If you really want to keep building Fred, you could use something like IgnitionDeck (http://ignitiondeck.com) to raise money over a longer duration.
We've had a lot of people come to us after successful and non-successful Kickstarters in order to keep the dream alive.
Edit: I get it, blatant self-promotion. Look through my history and you'll see I rarely mention my company, and when I do, it's appropriate. In this case, I'm trying to help.
I just realized something: I want a platform for gauging interest in a project. I don't really want money, I want people to commit to paying $10 for a year's subscription to my idea X (normally costing $200 a year), so I can say "if 100 people find this interesting enough to enter their credit card details, I'm going to go ahead and build it".
Is there currently something like that? A crowdfunding platform will work, I guess, but I want something with more visibility, because I'm bad at discovering and communicating with my target market.
I guess this is a rather hard problem, I might try one of Kickstarter, Indiegogo or a similar platform and see if I'm successful.
I downvoted you - it is not the self-promotion, but rather the fact that except for mentioning "Fred", this whole comment reads like an auto-generated message. For example, an ancedote about a similar open source project that failed on kickstarter and found success on IgnitionDeck would probably be better received.
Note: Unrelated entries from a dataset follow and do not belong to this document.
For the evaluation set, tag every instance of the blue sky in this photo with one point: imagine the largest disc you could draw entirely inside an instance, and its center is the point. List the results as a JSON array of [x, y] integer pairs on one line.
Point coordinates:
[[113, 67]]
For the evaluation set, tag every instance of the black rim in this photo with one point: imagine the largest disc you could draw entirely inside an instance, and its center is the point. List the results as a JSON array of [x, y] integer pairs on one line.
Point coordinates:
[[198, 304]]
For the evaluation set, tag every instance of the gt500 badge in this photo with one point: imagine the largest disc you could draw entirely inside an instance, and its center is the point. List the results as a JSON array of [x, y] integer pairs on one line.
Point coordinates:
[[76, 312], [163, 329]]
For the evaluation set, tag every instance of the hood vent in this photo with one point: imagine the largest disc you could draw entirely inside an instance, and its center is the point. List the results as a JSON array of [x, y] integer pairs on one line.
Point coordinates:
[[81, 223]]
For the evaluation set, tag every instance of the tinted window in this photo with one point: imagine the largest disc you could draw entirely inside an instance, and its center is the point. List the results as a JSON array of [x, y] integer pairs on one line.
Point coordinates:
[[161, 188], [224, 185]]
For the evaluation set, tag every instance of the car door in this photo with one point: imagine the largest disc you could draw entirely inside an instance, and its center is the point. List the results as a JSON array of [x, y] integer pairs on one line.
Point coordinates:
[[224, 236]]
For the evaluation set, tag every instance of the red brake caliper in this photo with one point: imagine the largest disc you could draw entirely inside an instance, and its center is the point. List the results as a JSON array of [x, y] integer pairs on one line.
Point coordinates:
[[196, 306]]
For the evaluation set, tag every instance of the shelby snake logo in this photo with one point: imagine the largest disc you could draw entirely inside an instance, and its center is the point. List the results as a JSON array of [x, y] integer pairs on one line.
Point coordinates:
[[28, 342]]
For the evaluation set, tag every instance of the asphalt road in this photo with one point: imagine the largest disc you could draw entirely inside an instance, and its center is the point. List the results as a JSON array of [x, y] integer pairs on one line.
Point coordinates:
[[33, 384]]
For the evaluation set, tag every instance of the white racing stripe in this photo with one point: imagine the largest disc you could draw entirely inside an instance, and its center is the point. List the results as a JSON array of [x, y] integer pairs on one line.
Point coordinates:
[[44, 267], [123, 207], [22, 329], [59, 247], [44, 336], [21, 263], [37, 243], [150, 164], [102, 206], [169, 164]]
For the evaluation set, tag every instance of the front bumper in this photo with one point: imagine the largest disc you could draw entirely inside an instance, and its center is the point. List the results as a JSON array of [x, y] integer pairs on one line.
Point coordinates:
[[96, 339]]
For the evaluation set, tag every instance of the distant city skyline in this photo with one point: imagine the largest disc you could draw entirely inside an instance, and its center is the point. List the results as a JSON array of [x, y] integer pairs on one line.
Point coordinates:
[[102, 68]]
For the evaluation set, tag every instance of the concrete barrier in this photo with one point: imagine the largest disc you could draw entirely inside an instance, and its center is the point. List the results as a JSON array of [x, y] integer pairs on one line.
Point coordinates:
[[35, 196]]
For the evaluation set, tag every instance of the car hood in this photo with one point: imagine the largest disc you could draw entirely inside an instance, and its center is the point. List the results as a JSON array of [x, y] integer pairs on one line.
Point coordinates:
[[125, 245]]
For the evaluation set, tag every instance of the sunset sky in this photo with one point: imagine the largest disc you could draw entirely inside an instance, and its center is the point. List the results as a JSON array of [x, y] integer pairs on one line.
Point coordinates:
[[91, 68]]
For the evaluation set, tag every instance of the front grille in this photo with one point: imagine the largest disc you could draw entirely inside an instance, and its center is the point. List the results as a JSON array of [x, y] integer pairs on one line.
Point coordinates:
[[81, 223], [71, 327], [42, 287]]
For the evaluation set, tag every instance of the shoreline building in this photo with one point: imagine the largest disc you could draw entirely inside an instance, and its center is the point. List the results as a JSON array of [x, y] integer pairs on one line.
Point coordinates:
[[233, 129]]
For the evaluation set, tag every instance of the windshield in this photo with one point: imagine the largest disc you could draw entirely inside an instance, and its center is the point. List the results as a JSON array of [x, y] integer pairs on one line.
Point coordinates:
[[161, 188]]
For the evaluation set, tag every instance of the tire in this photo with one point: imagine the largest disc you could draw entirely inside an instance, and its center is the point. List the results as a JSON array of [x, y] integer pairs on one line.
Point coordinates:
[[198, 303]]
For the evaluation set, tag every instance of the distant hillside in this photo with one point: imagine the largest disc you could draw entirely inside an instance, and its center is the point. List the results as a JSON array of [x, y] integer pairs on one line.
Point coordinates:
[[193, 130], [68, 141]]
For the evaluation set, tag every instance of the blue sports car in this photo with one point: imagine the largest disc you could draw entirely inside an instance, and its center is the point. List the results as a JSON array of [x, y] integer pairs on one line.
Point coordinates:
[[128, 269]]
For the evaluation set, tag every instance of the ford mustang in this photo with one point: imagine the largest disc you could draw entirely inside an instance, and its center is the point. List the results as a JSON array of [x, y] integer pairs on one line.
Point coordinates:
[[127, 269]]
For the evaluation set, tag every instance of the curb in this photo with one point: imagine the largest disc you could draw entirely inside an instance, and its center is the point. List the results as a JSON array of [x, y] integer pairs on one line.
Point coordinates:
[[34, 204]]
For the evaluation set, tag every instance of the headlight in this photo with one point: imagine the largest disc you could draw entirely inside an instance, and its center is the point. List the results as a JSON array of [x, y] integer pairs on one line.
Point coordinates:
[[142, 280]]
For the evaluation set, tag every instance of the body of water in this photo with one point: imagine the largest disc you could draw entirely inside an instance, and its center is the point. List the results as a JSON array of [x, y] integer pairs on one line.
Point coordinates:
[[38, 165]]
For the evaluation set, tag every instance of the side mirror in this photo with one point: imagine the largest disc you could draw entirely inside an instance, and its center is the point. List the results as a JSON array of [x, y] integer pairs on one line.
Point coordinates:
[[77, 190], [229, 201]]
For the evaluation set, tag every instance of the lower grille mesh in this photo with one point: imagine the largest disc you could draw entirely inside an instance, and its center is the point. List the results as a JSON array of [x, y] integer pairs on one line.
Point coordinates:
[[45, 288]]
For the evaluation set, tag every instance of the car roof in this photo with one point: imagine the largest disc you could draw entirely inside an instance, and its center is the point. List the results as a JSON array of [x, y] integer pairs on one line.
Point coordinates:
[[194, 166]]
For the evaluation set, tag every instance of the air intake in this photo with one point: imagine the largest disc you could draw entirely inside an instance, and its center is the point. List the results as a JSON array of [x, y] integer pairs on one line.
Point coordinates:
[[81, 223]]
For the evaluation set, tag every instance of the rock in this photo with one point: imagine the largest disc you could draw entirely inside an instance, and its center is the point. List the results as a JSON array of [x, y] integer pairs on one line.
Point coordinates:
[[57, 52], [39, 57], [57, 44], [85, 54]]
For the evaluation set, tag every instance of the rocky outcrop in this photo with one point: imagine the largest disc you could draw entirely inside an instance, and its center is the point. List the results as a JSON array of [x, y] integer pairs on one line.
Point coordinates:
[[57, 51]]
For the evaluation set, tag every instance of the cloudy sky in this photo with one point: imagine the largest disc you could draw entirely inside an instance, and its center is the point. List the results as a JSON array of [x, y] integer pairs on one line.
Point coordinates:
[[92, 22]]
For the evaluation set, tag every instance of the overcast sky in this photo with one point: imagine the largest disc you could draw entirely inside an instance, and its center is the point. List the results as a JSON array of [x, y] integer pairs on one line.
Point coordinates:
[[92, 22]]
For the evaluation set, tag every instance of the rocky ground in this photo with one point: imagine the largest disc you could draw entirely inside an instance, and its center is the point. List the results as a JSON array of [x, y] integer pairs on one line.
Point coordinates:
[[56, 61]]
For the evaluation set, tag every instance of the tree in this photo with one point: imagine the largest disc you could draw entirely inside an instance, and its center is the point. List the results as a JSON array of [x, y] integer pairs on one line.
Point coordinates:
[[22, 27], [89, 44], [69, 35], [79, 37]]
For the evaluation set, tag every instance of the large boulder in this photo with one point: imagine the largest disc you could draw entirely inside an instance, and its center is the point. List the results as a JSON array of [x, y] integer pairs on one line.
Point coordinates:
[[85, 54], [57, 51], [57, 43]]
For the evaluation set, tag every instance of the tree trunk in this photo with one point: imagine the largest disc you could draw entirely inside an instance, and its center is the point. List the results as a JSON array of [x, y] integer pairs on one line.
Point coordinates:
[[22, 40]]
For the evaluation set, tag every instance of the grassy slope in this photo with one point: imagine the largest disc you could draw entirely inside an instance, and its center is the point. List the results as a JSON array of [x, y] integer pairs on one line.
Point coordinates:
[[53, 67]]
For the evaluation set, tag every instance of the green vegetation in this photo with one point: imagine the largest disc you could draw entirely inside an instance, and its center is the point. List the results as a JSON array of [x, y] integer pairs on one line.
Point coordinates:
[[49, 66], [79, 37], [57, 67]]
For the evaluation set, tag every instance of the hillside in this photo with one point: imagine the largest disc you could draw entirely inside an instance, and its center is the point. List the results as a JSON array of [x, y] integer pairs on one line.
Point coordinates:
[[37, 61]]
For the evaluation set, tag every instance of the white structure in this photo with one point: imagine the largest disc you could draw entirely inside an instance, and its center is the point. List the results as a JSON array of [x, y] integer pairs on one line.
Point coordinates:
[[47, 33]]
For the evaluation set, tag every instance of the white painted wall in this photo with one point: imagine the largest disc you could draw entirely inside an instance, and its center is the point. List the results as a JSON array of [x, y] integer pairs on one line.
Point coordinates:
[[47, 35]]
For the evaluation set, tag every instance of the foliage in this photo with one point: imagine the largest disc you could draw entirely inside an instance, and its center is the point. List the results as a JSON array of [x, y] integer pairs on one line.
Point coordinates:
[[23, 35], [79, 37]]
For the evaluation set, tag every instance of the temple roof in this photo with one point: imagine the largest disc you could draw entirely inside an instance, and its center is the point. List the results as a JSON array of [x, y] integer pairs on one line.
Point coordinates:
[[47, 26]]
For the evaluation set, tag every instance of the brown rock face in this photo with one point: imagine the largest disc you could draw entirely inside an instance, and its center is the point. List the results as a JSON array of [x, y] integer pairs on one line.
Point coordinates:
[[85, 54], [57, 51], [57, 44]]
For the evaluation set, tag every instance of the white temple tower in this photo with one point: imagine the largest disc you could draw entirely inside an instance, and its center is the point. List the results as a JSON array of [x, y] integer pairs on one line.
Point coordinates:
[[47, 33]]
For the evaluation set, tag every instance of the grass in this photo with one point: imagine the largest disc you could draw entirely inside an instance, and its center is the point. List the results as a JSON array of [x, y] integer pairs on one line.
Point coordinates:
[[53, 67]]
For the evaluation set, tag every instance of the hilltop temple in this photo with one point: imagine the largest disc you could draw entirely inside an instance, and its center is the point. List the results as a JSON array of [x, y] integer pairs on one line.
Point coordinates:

I certainly can't speak for the whole crowd but I would approach it like this:
"Rachel - if you'd still like to pursue crowdfunding for open sourcing Fred, email me at nathan@ignitiondeck.com - we'd love to feature you in a new series we are doing called Kickstarter Redemptions"
Nathan's comment sounded like a genuine suggestion: the focus is on her to be able to utilize an alternative. With yours, the focus is on we'd "love to feature you." Sounds so much more self-serving, and also like impersonal marketing copy. Though, as with you, I cannot speak for the whole crowd.
We've had a lot of people come to us after successful and non-successful Kickstarters in order to keep the dream alive.
Edit: I get it, blatant self-promotion. Look through my history and you'll see I rarely mention my company, and when I do, it's appropriate. In this case, I'm trying to help.